II. Örtliche Zuständigkeit § 46 Abs. 2 ArbGG i.V.m. §§ 12 ff. ZPO (i.d.R. § 29 Abs. 1 ZPO)
III. Sachliche Zuständigkeit § 8 Abs. I ArbGG
IV. Klageart
1. Kündigungsschutzklage gegen schriftliche Arbeitgeberkündigung (§ 4 S. 1 KSchG)
Die Kündigungsschutzklage nach § 4 KSchG ist eine besondere Feststellungsklage zur Geltendmachung der Unwirksamkeit der speziellen Kündigung bzgl. Fehler, die laut § 4 KSchG gerügt werden können; ansonsten ist die allgemeine Feststellungsklage statthaft.

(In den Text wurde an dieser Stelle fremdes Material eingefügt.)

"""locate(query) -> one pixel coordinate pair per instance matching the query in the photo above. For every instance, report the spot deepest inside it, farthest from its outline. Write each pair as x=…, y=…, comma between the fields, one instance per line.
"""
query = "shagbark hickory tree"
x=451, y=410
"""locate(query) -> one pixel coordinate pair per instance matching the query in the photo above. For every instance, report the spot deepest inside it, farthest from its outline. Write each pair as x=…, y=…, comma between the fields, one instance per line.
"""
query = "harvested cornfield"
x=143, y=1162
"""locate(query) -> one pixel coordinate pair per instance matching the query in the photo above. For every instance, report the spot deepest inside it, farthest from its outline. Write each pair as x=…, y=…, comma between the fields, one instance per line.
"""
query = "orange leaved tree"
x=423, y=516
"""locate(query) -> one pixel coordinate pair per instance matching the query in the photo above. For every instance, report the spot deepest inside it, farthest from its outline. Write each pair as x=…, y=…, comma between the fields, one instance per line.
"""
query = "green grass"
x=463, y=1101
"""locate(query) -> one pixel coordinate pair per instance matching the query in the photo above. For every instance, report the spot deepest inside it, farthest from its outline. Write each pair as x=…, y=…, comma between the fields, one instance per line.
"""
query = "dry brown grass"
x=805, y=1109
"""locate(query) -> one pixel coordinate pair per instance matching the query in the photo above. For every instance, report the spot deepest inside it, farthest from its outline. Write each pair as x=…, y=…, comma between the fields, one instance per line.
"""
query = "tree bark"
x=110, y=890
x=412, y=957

- Ordentliche Kündigung: Geltendmachung der Sozialwidrigkeit (§ 1 Abs. 1 KSchG) oder anderer Unwirksamkeitsgründe. § 4 S. 1 KSchG gilt daher:
- unabhängig von der Erfüllung der Wartezeit (§ 1 Abs. 1 KSchG) und
- unabhängig von der Betriebsgröße (§ 23 Abs. 1 S. 1 KSchG)
- Außerordentliche Kündigung: Geltendmachung des Mangels des wichtigen Grundes oder der Versäumung der Ausschlussfrist (§ 626 BGB). § 4 S. 1 KSchG gilt gemäß § 13 Abs. 1 S. 2 KSchG wie bei der ordentlichen Kündigung für alle Arbeitsverhältnisse i.S.v. § 23 Abs. 1 S. 1 KSchG.

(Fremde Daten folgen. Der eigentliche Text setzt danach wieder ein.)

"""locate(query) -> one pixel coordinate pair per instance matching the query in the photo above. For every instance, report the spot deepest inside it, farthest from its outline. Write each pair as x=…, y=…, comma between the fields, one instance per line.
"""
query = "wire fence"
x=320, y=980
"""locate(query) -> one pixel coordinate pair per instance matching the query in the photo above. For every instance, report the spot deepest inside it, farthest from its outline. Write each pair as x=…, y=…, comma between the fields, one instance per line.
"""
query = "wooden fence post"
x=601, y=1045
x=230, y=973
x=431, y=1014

2. Im Übrigen: Allgemeine Feststellungsklage (§ 256 Abs. 1 ZPO)
V. Feststellungsinteresse
Bei der Kündigungsschutzklage ergibt sich das Feststellungsinteresse bereits aus der Gefahr der materiellen Präklusion (Fristablauf) gem. § 4 KSchG; darüber hinaus ist das Arbeitsverhältnis Grundlage einer Vielzahl von Ansprüchen.
VI. Ordnungsgemäße Klageerhebung
Hierbei ist die Form gemäß § 46 Abs. 1 ArbGG i.V.m. § 253 ZPO zu beachten.
Begründetheit der Kündigungsschutzklage gegen die ordentliche Kündigung
Beachte: Fehlen Hinweise im Sachverhalt, so ist davon auszugehen, dass alles ordnungsgemäß verlaufen ist.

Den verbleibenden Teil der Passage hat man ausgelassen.